Microsoft are just requiring that vendors implement the specification

Untrue. Quoting from the Windows 8 Hardware Certification Requirements:

MANDATORY: No in-line mechanism is provided whereby a user can bypass Secure Boot failures and boot anyway Signature verification override during boot when Secure Boot is enabled is not allowed. A physically present user override is not permitted for UEFI images that fail signature verification during boot. If a user wants to boot an image that does not pass signature verification, they must explicitly disable Secure Boot on the target system.

Section 27.7.3.3 of version 2.3.1A of the UEFI spec explicitly permits implementations to provide a physically present user override. Whether this is a good thing or not is obviously open to argument, but the fact remains that Microsoft forbid behaviour that the specification permits.

Secure Boot can be used to implement DRM

Untrue. The argument here is that Secure Boot can be used to restrict the software that a machine can run, and so can limit a system to running code that implements effective copy protection mechanisms. This isn't the case. For that to be true, there would need to be a mechanism for the OS to identify which code had been run in the pre-OS environment. There isn't. The only communication channel between the firmware and the OS is via a single UEFI variable called "SecureBoot", which may be either "1" or "0". Additionally, the firmware may provide a table to the OS containing a list of UEFI executables that failed to authenticate. It is not required to provide any information about the executables that authenticated correctly.

In both these cases, the OS is required to trust the firmware. If the firmware has been compromised in any way (such as the user turning off Secure Boot), the data provided by the firmware can be trivially modified and the OS told that everything is fine. As long as machines exist where users are permitted to disable Secure Boot, Secure Boot is not any kind of DRM scheme.

Secure Boot provides physical security

Untrue. Secure Boot does not in any way claim to improve security against attackers who have physical access, for the same reasons as the DRM case. The OS has no way to determine that the firmware's behaviour has been modified. A physically-present attacker can simply disable Secure Boot and install a piece of malware that lies to the OS about platform security. The "Evil Maid" attack still exists.

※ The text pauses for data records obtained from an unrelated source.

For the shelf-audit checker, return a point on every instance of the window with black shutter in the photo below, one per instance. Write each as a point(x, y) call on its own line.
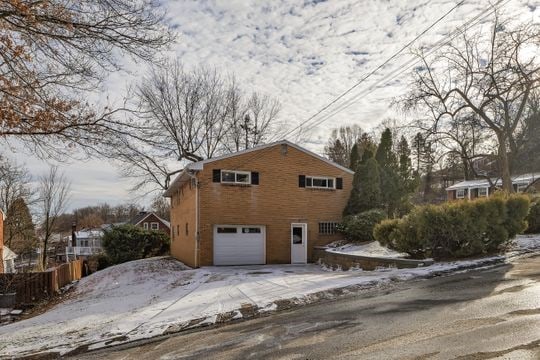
point(302, 180)
point(254, 178)
point(216, 175)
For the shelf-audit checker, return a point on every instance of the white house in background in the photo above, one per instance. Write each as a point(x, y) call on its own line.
point(472, 189)
point(87, 242)
point(8, 257)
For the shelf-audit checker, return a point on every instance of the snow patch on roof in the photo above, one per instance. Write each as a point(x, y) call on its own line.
point(518, 179)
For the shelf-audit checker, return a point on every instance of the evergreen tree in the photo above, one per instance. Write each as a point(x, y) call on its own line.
point(355, 157)
point(366, 147)
point(404, 154)
point(366, 192)
point(19, 231)
point(384, 155)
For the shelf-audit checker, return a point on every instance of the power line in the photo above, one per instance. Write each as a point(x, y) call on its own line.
point(371, 73)
point(475, 20)
point(405, 67)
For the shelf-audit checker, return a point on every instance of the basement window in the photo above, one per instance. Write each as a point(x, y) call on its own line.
point(328, 227)
point(226, 230)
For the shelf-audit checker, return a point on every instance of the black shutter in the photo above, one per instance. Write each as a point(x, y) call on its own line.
point(216, 175)
point(254, 178)
point(302, 180)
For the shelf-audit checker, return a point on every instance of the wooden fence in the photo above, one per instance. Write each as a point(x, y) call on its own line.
point(35, 286)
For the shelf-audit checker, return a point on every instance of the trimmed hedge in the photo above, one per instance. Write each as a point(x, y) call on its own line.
point(458, 229)
point(360, 227)
point(533, 219)
point(128, 242)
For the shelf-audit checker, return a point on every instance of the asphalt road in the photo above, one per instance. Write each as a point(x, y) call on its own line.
point(483, 314)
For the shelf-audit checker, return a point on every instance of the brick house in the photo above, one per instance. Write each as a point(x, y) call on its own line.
point(472, 189)
point(267, 205)
point(150, 221)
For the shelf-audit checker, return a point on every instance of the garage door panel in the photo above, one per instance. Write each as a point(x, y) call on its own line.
point(245, 247)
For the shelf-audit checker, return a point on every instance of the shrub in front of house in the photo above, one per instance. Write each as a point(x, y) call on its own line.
point(533, 219)
point(360, 227)
point(128, 242)
point(456, 230)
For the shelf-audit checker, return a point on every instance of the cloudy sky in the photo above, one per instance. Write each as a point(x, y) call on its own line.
point(303, 52)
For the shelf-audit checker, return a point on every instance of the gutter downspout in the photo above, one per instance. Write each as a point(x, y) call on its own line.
point(197, 237)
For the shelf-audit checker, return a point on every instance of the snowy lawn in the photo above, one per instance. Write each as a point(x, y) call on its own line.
point(372, 248)
point(145, 298)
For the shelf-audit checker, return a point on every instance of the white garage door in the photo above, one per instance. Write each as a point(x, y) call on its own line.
point(239, 245)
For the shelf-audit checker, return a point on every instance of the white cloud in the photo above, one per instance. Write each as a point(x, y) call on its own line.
point(304, 52)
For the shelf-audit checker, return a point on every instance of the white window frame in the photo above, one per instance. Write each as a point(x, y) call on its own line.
point(321, 178)
point(236, 173)
point(521, 187)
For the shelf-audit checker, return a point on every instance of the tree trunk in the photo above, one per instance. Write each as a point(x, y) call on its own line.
point(504, 164)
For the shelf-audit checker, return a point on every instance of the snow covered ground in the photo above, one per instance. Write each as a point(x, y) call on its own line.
point(145, 298)
point(368, 249)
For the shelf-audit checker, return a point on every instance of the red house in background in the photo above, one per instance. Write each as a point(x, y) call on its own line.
point(150, 221)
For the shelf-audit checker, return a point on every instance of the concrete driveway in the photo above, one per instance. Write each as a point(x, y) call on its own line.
point(483, 314)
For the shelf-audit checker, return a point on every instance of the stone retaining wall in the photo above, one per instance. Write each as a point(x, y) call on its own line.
point(347, 261)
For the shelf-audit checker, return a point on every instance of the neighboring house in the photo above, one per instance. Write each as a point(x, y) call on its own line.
point(8, 260)
point(150, 221)
point(1, 241)
point(267, 205)
point(473, 189)
point(87, 242)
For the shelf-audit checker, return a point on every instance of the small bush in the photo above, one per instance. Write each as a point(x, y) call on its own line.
point(102, 262)
point(458, 229)
point(128, 242)
point(533, 219)
point(360, 227)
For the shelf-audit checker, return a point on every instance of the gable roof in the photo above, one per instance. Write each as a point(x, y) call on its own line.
point(143, 215)
point(199, 165)
point(518, 179)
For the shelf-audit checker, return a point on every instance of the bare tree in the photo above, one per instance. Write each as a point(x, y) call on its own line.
point(14, 183)
point(188, 116)
point(53, 52)
point(53, 198)
point(161, 207)
point(490, 76)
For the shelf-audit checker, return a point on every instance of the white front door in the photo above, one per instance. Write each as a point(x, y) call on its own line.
point(298, 243)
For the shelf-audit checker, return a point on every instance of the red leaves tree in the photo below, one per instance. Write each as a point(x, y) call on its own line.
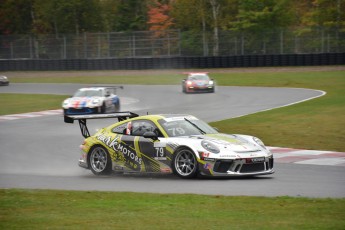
point(158, 17)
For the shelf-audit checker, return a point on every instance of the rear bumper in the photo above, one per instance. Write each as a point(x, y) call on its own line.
point(73, 111)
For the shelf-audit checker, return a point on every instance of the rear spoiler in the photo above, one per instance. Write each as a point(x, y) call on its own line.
point(82, 119)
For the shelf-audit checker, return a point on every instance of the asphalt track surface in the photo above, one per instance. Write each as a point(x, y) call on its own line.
point(42, 152)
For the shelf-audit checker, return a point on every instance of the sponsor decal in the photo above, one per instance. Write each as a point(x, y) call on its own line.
point(228, 156)
point(114, 143)
point(258, 159)
point(209, 159)
point(207, 166)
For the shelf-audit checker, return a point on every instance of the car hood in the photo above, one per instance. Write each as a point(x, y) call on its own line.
point(236, 143)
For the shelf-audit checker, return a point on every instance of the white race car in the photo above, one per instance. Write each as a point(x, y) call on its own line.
point(180, 144)
point(93, 100)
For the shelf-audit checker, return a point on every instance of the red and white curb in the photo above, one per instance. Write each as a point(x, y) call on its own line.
point(30, 115)
point(312, 157)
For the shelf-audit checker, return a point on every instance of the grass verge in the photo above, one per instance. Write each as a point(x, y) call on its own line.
point(43, 209)
point(316, 124)
point(22, 103)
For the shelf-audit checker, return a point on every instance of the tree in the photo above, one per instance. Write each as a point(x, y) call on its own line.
point(15, 17)
point(158, 17)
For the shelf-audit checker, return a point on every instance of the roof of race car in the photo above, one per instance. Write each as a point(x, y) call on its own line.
point(168, 117)
point(91, 88)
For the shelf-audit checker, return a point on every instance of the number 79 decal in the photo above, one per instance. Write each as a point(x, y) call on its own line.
point(160, 154)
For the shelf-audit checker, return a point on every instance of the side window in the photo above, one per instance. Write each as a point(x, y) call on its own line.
point(139, 127)
point(120, 129)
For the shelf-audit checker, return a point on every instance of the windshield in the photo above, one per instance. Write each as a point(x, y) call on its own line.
point(88, 93)
point(179, 126)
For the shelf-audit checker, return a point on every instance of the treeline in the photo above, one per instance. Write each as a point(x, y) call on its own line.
point(79, 16)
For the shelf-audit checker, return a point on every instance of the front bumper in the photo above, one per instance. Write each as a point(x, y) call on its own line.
point(200, 89)
point(237, 167)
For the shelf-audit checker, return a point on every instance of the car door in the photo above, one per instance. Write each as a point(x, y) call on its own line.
point(140, 153)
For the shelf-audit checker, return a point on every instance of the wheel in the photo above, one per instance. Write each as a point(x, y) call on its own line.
point(183, 88)
point(102, 108)
point(100, 161)
point(117, 107)
point(185, 164)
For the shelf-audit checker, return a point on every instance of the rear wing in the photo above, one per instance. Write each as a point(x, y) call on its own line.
point(82, 119)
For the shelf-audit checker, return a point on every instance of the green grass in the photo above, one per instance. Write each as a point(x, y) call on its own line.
point(316, 124)
point(43, 209)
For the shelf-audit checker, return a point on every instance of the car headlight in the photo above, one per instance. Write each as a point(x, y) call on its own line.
point(95, 101)
point(65, 102)
point(210, 147)
point(259, 142)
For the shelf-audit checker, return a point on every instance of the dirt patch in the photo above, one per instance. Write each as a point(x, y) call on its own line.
point(95, 73)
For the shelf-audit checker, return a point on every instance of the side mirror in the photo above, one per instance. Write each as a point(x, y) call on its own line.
point(151, 135)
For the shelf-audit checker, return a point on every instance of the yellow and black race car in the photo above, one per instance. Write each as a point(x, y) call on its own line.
point(173, 143)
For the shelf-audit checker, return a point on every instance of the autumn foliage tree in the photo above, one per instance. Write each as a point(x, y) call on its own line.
point(158, 18)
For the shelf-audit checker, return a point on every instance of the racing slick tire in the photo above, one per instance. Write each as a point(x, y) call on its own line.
point(102, 108)
point(185, 164)
point(100, 161)
point(117, 107)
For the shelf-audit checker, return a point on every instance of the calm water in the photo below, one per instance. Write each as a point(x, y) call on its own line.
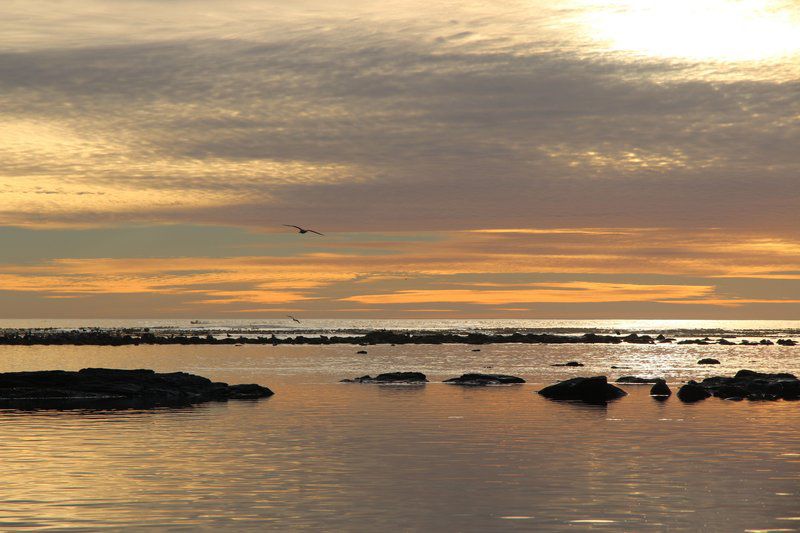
point(324, 455)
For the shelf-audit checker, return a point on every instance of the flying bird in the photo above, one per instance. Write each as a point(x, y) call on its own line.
point(303, 230)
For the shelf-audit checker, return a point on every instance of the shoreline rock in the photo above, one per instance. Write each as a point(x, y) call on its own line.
point(391, 377)
point(137, 336)
point(590, 390)
point(660, 390)
point(635, 380)
point(106, 387)
point(485, 379)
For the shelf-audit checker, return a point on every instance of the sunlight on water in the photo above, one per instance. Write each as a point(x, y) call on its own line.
point(325, 455)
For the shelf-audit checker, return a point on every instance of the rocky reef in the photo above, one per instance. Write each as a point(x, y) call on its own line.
point(485, 379)
point(591, 390)
point(132, 336)
point(105, 387)
point(746, 384)
point(391, 377)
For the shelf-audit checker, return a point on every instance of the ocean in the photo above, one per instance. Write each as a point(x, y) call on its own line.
point(323, 455)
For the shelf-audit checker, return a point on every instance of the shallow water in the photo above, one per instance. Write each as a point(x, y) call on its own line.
point(324, 455)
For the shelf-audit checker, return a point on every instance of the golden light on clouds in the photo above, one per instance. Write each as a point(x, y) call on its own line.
point(49, 167)
point(566, 155)
point(716, 30)
point(571, 292)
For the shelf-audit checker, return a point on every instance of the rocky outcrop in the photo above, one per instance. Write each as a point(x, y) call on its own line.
point(634, 380)
point(660, 389)
point(692, 392)
point(391, 377)
point(592, 390)
point(104, 387)
point(485, 379)
point(136, 336)
point(754, 386)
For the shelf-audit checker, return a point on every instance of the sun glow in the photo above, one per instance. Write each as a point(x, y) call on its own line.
point(707, 30)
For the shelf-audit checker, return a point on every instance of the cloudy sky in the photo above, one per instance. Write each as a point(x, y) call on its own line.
point(518, 158)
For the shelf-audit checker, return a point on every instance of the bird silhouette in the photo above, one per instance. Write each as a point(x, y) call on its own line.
point(303, 230)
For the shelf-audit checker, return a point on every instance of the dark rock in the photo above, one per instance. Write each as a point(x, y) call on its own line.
point(391, 377)
point(116, 388)
point(730, 391)
point(660, 389)
point(633, 338)
point(485, 379)
point(701, 342)
point(634, 380)
point(593, 390)
point(692, 392)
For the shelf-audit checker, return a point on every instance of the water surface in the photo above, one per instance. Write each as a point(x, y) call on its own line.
point(324, 455)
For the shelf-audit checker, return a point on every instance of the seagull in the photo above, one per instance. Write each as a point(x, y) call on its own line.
point(303, 230)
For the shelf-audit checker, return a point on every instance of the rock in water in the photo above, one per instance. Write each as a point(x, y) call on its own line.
point(594, 390)
point(660, 389)
point(113, 388)
point(485, 379)
point(391, 377)
point(634, 380)
point(692, 392)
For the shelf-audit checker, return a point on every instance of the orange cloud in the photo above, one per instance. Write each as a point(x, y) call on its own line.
point(572, 292)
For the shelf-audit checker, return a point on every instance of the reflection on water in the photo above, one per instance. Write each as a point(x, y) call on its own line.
point(320, 454)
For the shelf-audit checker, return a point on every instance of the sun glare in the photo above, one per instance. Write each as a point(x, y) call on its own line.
point(706, 30)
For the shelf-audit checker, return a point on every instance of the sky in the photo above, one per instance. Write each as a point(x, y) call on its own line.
point(509, 159)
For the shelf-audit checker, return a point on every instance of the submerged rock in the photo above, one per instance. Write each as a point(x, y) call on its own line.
point(485, 379)
point(692, 392)
point(634, 380)
point(660, 389)
point(105, 387)
point(391, 377)
point(754, 386)
point(594, 390)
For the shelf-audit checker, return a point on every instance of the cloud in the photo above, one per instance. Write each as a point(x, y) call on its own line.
point(253, 114)
point(571, 292)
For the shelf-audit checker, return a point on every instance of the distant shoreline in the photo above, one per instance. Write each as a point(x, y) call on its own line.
point(131, 338)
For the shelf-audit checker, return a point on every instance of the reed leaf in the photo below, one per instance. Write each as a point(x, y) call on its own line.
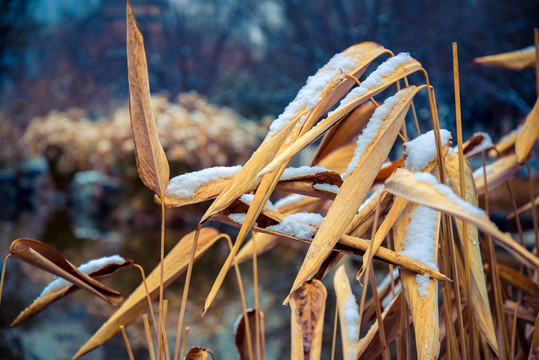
point(42, 302)
point(46, 258)
point(308, 305)
point(481, 306)
point(515, 60)
point(152, 162)
point(355, 187)
point(529, 133)
point(241, 336)
point(430, 193)
point(175, 263)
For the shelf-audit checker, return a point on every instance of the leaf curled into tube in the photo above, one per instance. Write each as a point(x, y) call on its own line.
point(46, 258)
point(152, 163)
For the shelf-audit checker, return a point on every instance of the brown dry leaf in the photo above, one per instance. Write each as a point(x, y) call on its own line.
point(355, 187)
point(498, 173)
point(481, 306)
point(241, 337)
point(370, 345)
point(152, 162)
point(42, 302)
point(428, 192)
point(515, 60)
point(516, 279)
point(46, 258)
point(528, 135)
point(198, 353)
point(175, 263)
point(308, 305)
point(345, 132)
point(348, 314)
point(423, 305)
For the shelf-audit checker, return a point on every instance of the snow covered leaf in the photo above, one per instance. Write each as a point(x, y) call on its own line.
point(198, 353)
point(308, 305)
point(175, 263)
point(416, 234)
point(370, 345)
point(528, 135)
point(386, 74)
point(348, 314)
point(481, 306)
point(345, 132)
point(515, 60)
point(152, 162)
point(424, 189)
point(97, 269)
point(498, 172)
point(46, 258)
point(374, 145)
point(241, 337)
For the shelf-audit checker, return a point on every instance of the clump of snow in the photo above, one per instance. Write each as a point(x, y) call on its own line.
point(447, 191)
point(327, 187)
point(483, 145)
point(291, 172)
point(302, 225)
point(479, 173)
point(185, 185)
point(289, 200)
point(376, 78)
point(419, 152)
point(248, 199)
point(310, 95)
point(371, 130)
point(351, 319)
point(419, 243)
point(87, 268)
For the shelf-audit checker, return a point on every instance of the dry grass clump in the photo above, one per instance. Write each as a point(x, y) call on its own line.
point(194, 133)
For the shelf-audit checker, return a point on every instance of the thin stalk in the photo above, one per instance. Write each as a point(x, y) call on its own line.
point(255, 281)
point(243, 301)
point(185, 293)
point(3, 276)
point(149, 299)
point(187, 328)
point(129, 351)
point(494, 275)
point(534, 212)
point(381, 330)
point(334, 340)
point(148, 336)
point(465, 241)
point(161, 274)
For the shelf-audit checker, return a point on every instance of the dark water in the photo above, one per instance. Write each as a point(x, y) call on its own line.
point(95, 216)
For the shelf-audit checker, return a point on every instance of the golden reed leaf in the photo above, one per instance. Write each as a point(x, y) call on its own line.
point(308, 305)
point(152, 163)
point(175, 263)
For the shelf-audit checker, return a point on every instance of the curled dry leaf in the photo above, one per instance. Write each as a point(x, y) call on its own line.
point(308, 305)
point(528, 135)
point(515, 60)
point(355, 187)
point(152, 162)
point(175, 264)
point(198, 353)
point(46, 258)
point(241, 336)
point(427, 191)
point(42, 302)
point(481, 306)
point(498, 172)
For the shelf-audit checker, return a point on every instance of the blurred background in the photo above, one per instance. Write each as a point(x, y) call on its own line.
point(220, 71)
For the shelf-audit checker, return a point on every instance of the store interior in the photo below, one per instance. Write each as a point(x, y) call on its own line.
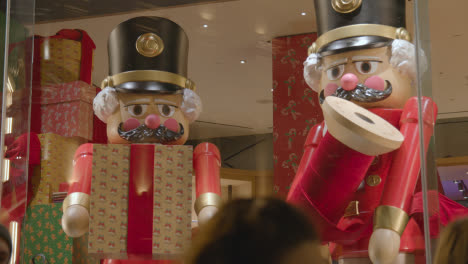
point(233, 47)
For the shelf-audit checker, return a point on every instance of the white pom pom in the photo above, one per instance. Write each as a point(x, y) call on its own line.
point(312, 71)
point(404, 58)
point(191, 105)
point(105, 103)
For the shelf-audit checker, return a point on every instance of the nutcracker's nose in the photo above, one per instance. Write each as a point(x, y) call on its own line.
point(349, 81)
point(152, 121)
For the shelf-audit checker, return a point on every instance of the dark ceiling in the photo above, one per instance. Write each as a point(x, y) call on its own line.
point(53, 10)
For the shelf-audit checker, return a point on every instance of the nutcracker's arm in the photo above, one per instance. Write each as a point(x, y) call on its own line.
point(313, 139)
point(75, 218)
point(206, 164)
point(399, 188)
point(391, 217)
point(328, 175)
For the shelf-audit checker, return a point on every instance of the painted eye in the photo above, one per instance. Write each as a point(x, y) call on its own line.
point(166, 110)
point(335, 72)
point(366, 67)
point(137, 110)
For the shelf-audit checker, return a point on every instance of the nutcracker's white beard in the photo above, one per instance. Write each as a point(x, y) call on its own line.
point(403, 58)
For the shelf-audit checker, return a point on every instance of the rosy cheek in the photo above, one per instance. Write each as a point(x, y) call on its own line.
point(172, 124)
point(130, 124)
point(375, 82)
point(330, 89)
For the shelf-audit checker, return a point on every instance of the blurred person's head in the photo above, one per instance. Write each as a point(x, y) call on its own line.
point(256, 231)
point(453, 243)
point(5, 245)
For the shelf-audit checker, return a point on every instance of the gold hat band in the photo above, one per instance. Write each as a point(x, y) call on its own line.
point(360, 30)
point(148, 76)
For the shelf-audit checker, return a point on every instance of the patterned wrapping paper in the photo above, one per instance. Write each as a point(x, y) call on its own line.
point(56, 165)
point(66, 109)
point(109, 201)
point(295, 107)
point(43, 234)
point(60, 61)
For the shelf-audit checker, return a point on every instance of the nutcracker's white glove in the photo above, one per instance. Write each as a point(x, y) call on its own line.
point(75, 220)
point(206, 213)
point(384, 246)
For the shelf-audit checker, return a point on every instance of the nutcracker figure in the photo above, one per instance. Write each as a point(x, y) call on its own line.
point(359, 171)
point(146, 101)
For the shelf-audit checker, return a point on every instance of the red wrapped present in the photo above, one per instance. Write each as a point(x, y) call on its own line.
point(66, 109)
point(140, 201)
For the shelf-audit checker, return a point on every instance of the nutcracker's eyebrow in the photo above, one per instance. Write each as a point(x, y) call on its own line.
point(365, 58)
point(138, 101)
point(337, 62)
point(162, 101)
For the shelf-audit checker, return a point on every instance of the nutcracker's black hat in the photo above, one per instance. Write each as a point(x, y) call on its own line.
point(148, 55)
point(344, 25)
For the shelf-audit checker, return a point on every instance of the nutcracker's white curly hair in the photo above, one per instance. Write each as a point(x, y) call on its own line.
point(106, 103)
point(403, 58)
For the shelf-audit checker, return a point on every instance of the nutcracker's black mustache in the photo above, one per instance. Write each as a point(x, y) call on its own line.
point(144, 134)
point(361, 93)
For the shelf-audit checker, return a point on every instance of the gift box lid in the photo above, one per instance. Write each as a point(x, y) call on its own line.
point(67, 92)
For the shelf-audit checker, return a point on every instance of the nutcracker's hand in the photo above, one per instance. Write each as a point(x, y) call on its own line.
point(75, 220)
point(384, 246)
point(206, 213)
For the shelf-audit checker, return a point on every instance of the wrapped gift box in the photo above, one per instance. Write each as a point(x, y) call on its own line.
point(60, 60)
point(43, 234)
point(169, 172)
point(67, 110)
point(56, 166)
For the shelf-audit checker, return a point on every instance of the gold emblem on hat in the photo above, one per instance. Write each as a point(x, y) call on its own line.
point(346, 6)
point(149, 45)
point(373, 180)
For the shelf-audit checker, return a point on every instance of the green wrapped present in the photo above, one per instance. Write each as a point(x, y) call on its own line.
point(42, 234)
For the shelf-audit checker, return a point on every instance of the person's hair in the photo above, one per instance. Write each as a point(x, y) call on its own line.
point(403, 58)
point(453, 244)
point(251, 231)
point(106, 103)
point(5, 236)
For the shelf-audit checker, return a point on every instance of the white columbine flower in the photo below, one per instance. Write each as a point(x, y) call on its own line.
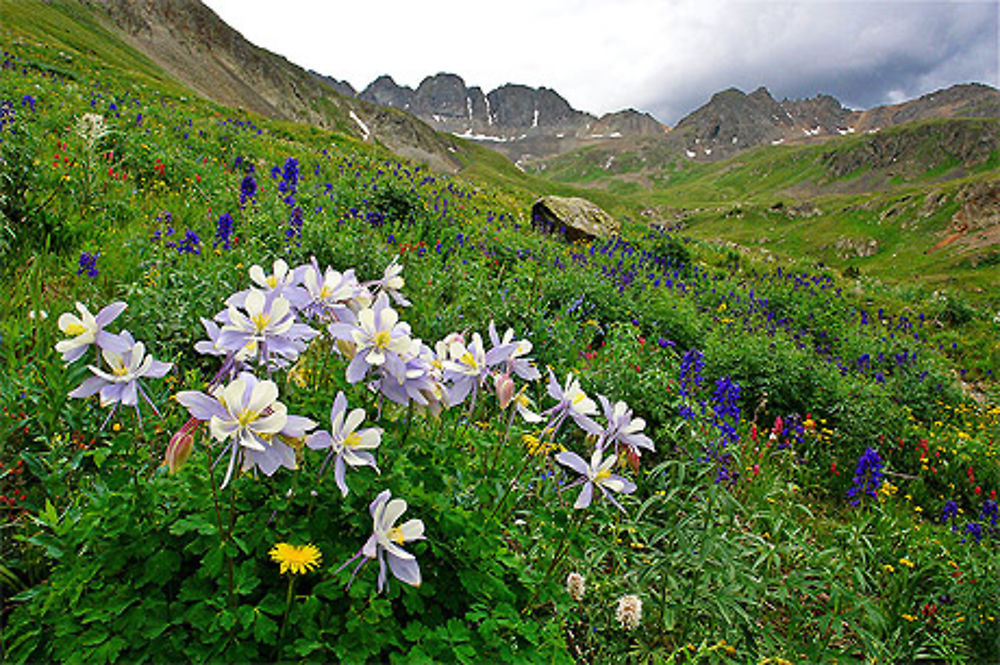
point(379, 338)
point(386, 542)
point(597, 473)
point(88, 329)
point(120, 384)
point(248, 415)
point(346, 442)
point(392, 281)
point(622, 428)
point(629, 612)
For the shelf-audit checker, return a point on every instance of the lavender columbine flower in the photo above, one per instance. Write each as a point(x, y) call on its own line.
point(121, 384)
point(391, 283)
point(386, 539)
point(598, 473)
point(379, 338)
point(622, 428)
point(329, 291)
point(247, 413)
point(515, 360)
point(347, 444)
point(268, 322)
point(415, 382)
point(468, 367)
point(572, 402)
point(88, 329)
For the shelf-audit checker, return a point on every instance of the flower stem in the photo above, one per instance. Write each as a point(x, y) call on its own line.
point(561, 549)
point(288, 604)
point(223, 533)
point(510, 486)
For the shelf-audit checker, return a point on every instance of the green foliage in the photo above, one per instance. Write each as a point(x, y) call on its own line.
point(110, 558)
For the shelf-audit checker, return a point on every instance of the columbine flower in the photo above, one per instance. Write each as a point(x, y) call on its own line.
point(379, 338)
point(517, 350)
point(88, 329)
point(268, 323)
point(386, 539)
point(247, 413)
point(391, 283)
point(415, 382)
point(329, 291)
point(572, 402)
point(598, 473)
point(297, 559)
point(469, 366)
point(345, 444)
point(629, 612)
point(576, 586)
point(622, 428)
point(121, 383)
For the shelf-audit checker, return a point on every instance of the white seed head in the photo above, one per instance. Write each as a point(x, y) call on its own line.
point(629, 612)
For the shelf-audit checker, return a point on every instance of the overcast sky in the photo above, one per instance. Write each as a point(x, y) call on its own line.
point(665, 57)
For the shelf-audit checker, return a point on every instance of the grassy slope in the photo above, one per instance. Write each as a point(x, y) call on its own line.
point(734, 201)
point(510, 189)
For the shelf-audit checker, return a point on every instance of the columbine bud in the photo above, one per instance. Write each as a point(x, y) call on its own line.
point(575, 586)
point(181, 445)
point(629, 612)
point(505, 390)
point(346, 348)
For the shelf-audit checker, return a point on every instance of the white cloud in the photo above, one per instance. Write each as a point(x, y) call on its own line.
point(664, 57)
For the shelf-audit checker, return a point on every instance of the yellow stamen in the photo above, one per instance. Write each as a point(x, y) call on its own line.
point(247, 417)
point(261, 321)
point(382, 339)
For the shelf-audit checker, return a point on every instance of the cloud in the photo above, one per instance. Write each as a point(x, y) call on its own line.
point(865, 54)
point(665, 57)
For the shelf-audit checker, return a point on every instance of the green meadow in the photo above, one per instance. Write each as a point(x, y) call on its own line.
point(270, 393)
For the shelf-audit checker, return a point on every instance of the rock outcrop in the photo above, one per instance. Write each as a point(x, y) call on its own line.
point(581, 219)
point(516, 120)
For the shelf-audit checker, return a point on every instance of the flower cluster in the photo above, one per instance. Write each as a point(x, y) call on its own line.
point(125, 360)
point(629, 612)
point(867, 477)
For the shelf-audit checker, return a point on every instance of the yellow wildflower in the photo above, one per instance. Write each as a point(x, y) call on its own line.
point(296, 558)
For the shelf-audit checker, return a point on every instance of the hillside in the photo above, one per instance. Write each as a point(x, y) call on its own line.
point(189, 42)
point(272, 393)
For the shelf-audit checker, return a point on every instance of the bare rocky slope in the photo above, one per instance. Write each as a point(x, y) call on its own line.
point(189, 41)
point(519, 121)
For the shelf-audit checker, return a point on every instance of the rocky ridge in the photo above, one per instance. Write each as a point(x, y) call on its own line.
point(190, 42)
point(517, 120)
point(733, 121)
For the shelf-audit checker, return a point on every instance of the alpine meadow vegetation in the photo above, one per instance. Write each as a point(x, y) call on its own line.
point(270, 393)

Secure Boot only defines the interaction between the firmware and the bootloader. It doesn't specify any higher policy

Misleading. It's true that Secure Boot only specifies the authentication of pre-OS code. However, if you implement Secure Boot it's because you want to ensure that only authenticated code has run before your OS. If there is any way for unauthenticated code to touch the hardware before your OS starts, you can't ensure that. If an authenticated Linux kernel is booted and then loads an unsigned driver, that unsigned driver can fabricate a fake UEFI environment and then launch Windows from it. Windows would falsely believe that it has booted securely. If that authenticated Linux kernel were widely distributed, attackers could use it as an attack vector for Windows. The logical response from Microsoft would be to blacklist that kernel.

The inevitable outcome of implementing Secure Boot is that every component that can touch hardware must be signed. Anyone who implements Secure Boot without requiring that is adding no additional security whatsoever.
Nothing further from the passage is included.